Decided to build an app while on paternity leave. You define entities and access patterns, create (or get suggested) key and GSI design, and generate code for access patterns (TypeScript and Python), infrastructure (CDK, CloudFormation, Terraform), and documentation you can share with stakeholders.

There's more I want to build beyond the MVP - things around understanding and validating designs that you can't get from a chatbot - but for now focusing on the core.

If anyone wants to try it out, sign up for the waitlist on the landing page. MVP should be ready in the next few weeks.

[1] https://www.dynowizard.com

piinecone 1 day ago||
When I have time between freelance work I make games and tools for myself.

Put One In for Johnny Minn (https://store.steampowered.com/app/3802120/Put_One_In_for_Jo...) - A small soccer game all about scoring nice goals. While I don’t expect it to do well, I’m very happy with how it came out, and it’s the first game I’ve made that I’ll release on Steam! Comes out on Thursday (March 12th).

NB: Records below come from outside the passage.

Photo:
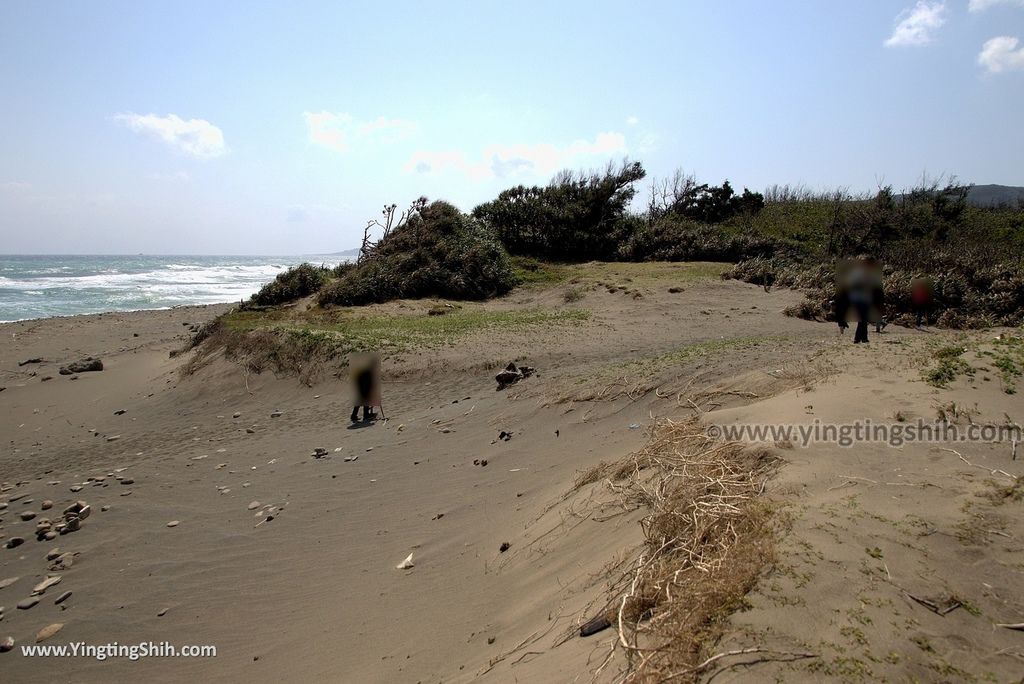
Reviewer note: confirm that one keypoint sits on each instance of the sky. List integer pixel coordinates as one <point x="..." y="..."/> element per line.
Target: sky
<point x="282" y="128"/>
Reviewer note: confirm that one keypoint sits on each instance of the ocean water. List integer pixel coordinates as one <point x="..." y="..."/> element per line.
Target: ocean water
<point x="36" y="287"/>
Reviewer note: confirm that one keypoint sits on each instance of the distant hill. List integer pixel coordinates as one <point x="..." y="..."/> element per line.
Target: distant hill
<point x="988" y="196"/>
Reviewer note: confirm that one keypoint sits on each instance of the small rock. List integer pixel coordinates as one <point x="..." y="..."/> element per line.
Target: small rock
<point x="48" y="632"/>
<point x="84" y="366"/>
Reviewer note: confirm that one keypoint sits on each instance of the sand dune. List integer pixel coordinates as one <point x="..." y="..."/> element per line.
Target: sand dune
<point x="285" y="557"/>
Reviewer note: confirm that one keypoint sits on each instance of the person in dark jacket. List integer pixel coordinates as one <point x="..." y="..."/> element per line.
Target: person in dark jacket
<point x="858" y="291"/>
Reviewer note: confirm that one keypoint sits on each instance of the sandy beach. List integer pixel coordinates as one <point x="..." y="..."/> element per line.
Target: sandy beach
<point x="215" y="520"/>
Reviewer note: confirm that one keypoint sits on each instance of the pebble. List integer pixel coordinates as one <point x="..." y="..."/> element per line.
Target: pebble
<point x="48" y="632"/>
<point x="46" y="584"/>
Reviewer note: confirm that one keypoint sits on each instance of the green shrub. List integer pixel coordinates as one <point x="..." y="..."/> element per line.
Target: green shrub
<point x="437" y="252"/>
<point x="296" y="283"/>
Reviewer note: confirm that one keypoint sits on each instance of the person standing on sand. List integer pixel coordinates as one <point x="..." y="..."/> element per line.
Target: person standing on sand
<point x="365" y="371"/>
<point x="855" y="289"/>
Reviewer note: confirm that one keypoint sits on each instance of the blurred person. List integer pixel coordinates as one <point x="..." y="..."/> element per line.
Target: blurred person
<point x="857" y="289"/>
<point x="365" y="371"/>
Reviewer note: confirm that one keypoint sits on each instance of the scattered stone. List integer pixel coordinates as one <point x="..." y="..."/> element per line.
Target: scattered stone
<point x="594" y="626"/>
<point x="84" y="366"/>
<point x="46" y="584"/>
<point x="511" y="375"/>
<point x="48" y="632"/>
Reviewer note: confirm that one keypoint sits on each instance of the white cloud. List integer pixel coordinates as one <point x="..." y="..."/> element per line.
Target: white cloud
<point x="1001" y="54"/>
<point x="915" y="26"/>
<point x="339" y="131"/>
<point x="196" y="137"/>
<point x="503" y="161"/>
<point x="982" y="5"/>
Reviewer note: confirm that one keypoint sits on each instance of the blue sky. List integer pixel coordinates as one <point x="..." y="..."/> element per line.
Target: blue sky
<point x="280" y="128"/>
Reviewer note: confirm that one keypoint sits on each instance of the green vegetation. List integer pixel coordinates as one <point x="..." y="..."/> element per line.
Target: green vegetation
<point x="296" y="283"/>
<point x="348" y="331"/>
<point x="437" y="251"/>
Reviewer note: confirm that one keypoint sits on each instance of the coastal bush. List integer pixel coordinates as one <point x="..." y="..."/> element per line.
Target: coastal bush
<point x="578" y="217"/>
<point x="679" y="239"/>
<point x="296" y="283"/>
<point x="436" y="252"/>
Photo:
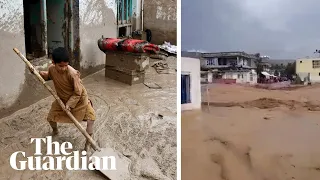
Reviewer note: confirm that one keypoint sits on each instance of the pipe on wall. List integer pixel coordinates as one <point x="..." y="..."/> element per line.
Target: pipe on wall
<point x="142" y="2"/>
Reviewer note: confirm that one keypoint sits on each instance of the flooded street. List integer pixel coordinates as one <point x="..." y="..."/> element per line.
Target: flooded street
<point x="137" y="121"/>
<point x="250" y="133"/>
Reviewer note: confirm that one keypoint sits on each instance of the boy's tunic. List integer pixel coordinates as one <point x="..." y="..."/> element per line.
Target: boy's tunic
<point x="70" y="90"/>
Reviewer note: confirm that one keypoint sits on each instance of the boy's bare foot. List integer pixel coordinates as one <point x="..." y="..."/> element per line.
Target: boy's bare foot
<point x="55" y="132"/>
<point x="87" y="145"/>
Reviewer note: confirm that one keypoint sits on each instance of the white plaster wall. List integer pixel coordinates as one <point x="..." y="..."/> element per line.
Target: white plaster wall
<point x="97" y="18"/>
<point x="12" y="69"/>
<point x="192" y="66"/>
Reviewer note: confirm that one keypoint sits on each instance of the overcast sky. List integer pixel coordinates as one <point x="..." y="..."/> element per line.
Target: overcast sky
<point x="277" y="28"/>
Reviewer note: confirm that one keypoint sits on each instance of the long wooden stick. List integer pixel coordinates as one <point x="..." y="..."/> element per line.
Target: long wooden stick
<point x="75" y="121"/>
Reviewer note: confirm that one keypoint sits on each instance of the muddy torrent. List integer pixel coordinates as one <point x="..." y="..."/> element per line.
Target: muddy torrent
<point x="268" y="103"/>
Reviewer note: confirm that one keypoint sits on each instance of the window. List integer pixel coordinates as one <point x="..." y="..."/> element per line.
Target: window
<point x="124" y="16"/>
<point x="46" y="24"/>
<point x="185" y="89"/>
<point x="316" y="64"/>
<point x="210" y="62"/>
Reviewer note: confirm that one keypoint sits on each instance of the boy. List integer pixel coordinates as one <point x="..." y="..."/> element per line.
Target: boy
<point x="70" y="90"/>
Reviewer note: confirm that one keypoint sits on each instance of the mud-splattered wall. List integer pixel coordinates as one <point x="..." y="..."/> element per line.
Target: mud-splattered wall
<point x="160" y="16"/>
<point x="19" y="88"/>
<point x="12" y="69"/>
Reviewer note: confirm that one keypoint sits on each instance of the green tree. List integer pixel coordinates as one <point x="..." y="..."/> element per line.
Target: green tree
<point x="258" y="63"/>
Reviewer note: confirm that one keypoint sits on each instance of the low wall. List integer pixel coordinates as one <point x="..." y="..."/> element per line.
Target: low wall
<point x="224" y="81"/>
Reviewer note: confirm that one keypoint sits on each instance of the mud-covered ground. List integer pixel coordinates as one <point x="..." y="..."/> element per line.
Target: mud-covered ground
<point x="254" y="134"/>
<point x="137" y="121"/>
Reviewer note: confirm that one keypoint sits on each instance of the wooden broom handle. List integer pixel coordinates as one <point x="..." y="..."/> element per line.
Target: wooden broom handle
<point x="78" y="125"/>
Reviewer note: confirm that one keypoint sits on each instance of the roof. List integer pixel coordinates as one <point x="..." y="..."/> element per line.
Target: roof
<point x="190" y="54"/>
<point x="229" y="54"/>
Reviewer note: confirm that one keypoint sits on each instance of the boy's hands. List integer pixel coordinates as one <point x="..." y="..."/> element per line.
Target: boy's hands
<point x="68" y="108"/>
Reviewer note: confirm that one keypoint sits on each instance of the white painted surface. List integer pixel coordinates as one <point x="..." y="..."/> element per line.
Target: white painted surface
<point x="12" y="69"/>
<point x="192" y="66"/>
<point x="241" y="77"/>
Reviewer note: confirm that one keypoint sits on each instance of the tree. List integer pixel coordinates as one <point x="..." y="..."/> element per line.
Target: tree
<point x="258" y="62"/>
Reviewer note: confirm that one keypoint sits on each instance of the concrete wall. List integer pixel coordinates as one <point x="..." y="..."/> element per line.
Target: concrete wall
<point x="241" y="77"/>
<point x="192" y="66"/>
<point x="160" y="16"/>
<point x="304" y="67"/>
<point x="18" y="87"/>
<point x="15" y="80"/>
<point x="97" y="18"/>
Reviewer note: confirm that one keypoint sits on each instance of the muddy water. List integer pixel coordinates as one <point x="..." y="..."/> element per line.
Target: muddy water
<point x="265" y="137"/>
<point x="238" y="143"/>
<point x="137" y="121"/>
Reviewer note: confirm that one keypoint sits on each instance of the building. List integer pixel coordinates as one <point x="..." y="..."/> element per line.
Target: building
<point x="160" y="17"/>
<point x="190" y="82"/>
<point x="237" y="67"/>
<point x="308" y="69"/>
<point x="36" y="27"/>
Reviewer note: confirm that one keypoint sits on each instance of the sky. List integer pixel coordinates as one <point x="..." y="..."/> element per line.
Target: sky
<point x="281" y="29"/>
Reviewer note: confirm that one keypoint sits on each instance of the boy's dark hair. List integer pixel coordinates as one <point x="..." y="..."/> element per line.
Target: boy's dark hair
<point x="60" y="54"/>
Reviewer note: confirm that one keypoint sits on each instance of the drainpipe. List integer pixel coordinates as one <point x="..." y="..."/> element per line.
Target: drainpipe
<point x="142" y="2"/>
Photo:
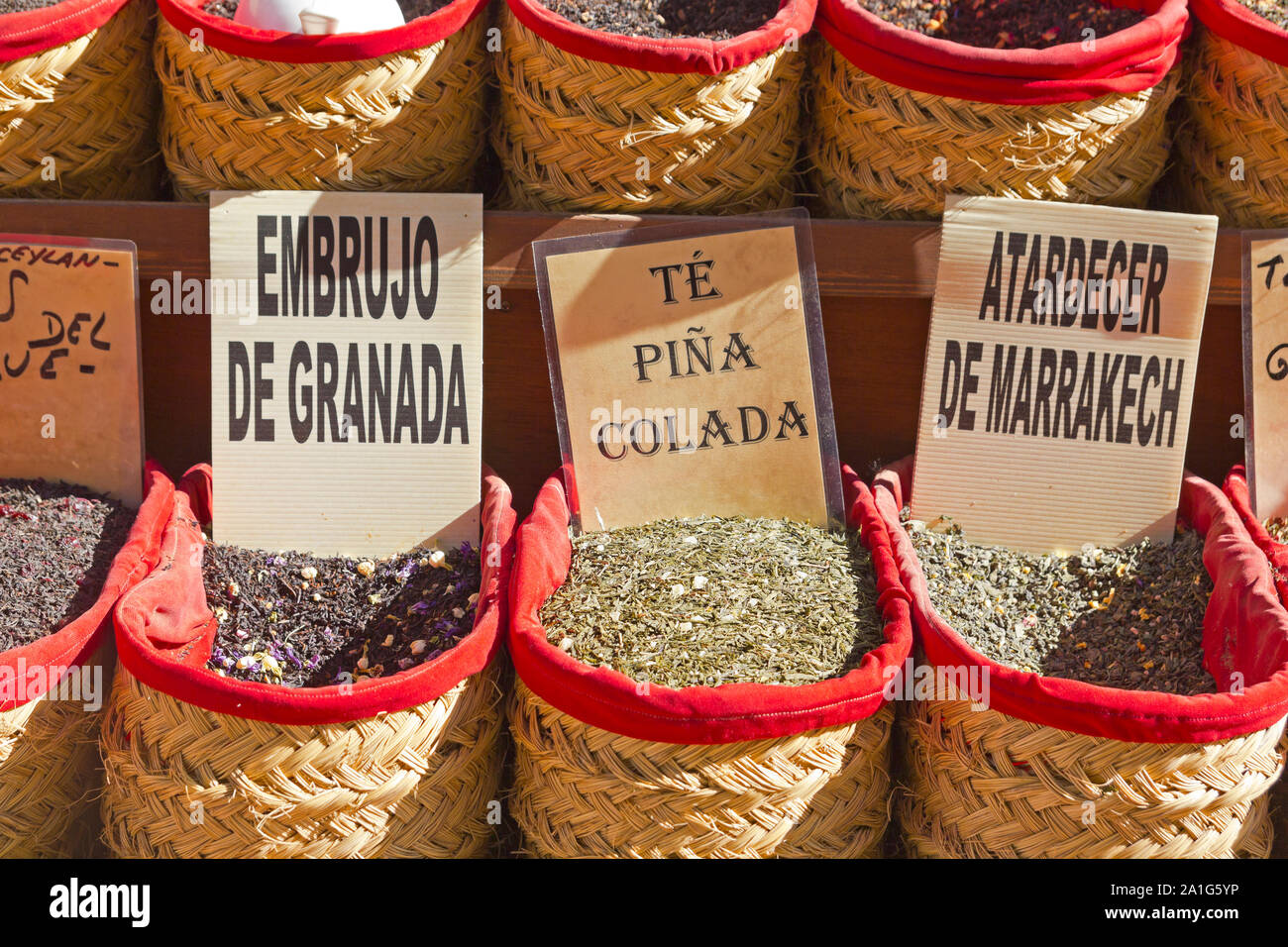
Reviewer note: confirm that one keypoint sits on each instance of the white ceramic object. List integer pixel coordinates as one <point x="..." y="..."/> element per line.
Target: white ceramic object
<point x="314" y="17"/>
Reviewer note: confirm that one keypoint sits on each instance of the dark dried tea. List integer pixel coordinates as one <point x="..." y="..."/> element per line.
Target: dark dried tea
<point x="1274" y="11"/>
<point x="1006" y="24"/>
<point x="56" y="544"/>
<point x="711" y="20"/>
<point x="304" y="621"/>
<point x="717" y="600"/>
<point x="1128" y="617"/>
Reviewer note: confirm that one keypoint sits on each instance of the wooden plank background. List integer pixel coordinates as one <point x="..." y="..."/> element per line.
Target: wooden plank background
<point x="876" y="281"/>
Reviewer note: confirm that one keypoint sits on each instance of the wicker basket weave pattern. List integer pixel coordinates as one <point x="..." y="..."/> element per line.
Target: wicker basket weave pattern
<point x="987" y="785"/>
<point x="1236" y="107"/>
<point x="581" y="134"/>
<point x="51" y="776"/>
<point x="584" y="791"/>
<point x="90" y="106"/>
<point x="187" y="783"/>
<point x="404" y="121"/>
<point x="883" y="151"/>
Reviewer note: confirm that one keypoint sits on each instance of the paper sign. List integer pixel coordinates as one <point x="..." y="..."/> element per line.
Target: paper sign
<point x="347" y="347"/>
<point x="69" y="401"/>
<point x="690" y="372"/>
<point x="1265" y="348"/>
<point x="1059" y="371"/>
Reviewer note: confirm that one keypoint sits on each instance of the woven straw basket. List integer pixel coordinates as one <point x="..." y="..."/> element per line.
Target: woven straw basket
<point x="728" y="772"/>
<point x="404" y="112"/>
<point x="664" y="127"/>
<point x="1235" y="107"/>
<point x="887" y="150"/>
<point x="201" y="766"/>
<point x="1276" y="554"/>
<point x="81" y="111"/>
<point x="986" y="785"/>
<point x="51" y="775"/>
<point x="1055" y="768"/>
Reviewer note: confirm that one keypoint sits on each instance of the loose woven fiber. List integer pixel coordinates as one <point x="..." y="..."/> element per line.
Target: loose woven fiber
<point x="881" y="151"/>
<point x="51" y="775"/>
<point x="185" y="783"/>
<point x="1236" y="107"/>
<point x="986" y="785"/>
<point x="583" y="791"/>
<point x="581" y="134"/>
<point x="82" y="114"/>
<point x="404" y="121"/>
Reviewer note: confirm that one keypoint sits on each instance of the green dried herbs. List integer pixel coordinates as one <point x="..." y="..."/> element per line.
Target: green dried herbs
<point x="717" y="600"/>
<point x="1128" y="617"/>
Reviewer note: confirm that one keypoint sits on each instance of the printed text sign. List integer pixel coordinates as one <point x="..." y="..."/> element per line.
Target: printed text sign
<point x="347" y="369"/>
<point x="1059" y="371"/>
<point x="1266" y="373"/>
<point x="692" y="373"/>
<point x="69" y="401"/>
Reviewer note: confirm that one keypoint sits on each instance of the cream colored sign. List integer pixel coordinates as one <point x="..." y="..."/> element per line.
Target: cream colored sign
<point x="1266" y="373"/>
<point x="69" y="401"/>
<point x="687" y="379"/>
<point x="346" y="350"/>
<point x="1059" y="371"/>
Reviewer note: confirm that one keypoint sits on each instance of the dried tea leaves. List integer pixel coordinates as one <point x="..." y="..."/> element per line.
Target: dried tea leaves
<point x="1005" y="24"/>
<point x="711" y="20"/>
<point x="1127" y="617"/>
<point x="717" y="600"/>
<point x="56" y="544"/>
<point x="296" y="620"/>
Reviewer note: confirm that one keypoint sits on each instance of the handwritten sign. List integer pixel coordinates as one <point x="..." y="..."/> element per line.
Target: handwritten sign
<point x="1059" y="371"/>
<point x="690" y="372"/>
<point x="347" y="347"/>
<point x="69" y="401"/>
<point x="1265" y="348"/>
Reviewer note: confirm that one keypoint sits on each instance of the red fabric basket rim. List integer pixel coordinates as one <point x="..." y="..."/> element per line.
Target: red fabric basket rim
<point x="694" y="715"/>
<point x="1140" y="716"/>
<point x="274" y="46"/>
<point x="1235" y="487"/>
<point x="77" y="639"/>
<point x="1234" y="22"/>
<point x="649" y="54"/>
<point x="26" y="33"/>
<point x="318" y="705"/>
<point x="1126" y="60"/>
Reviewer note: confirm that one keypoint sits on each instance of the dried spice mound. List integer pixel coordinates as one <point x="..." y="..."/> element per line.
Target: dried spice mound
<point x="18" y="5"/>
<point x="661" y="20"/>
<point x="1274" y="11"/>
<point x="717" y="600"/>
<point x="1005" y="24"/>
<point x="1128" y="617"/>
<point x="411" y="8"/>
<point x="303" y="621"/>
<point x="56" y="544"/>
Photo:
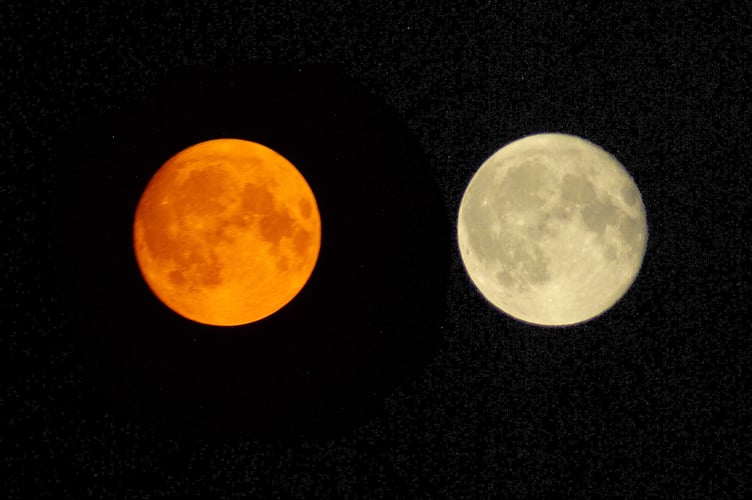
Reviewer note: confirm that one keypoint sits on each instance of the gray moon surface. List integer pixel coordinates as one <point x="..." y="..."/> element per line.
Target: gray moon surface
<point x="552" y="230"/>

HeartRoutine (https://www.heartroutine.com/) - I built this a few months ago to help me stay on top of my heart health. I enter my numbers on the (offline) app, and then configure my goals (like “lower Apo B through diet and exercise”), and then the server emails me every morning asking me what I ate yesterday, how I exercised, etc. The goal is to stay on track, and to be able to bring a cardiologist a very detailed report.

chrismatic 1 day ago|
I am working on Grog, the “grug-brained” alternative to Bazel. Bazel has a very steep learning curve and is pretty much overkill for most medium-sized teams. Grog already powers all of our internal mono-repo CI and is a lot more fun to work with.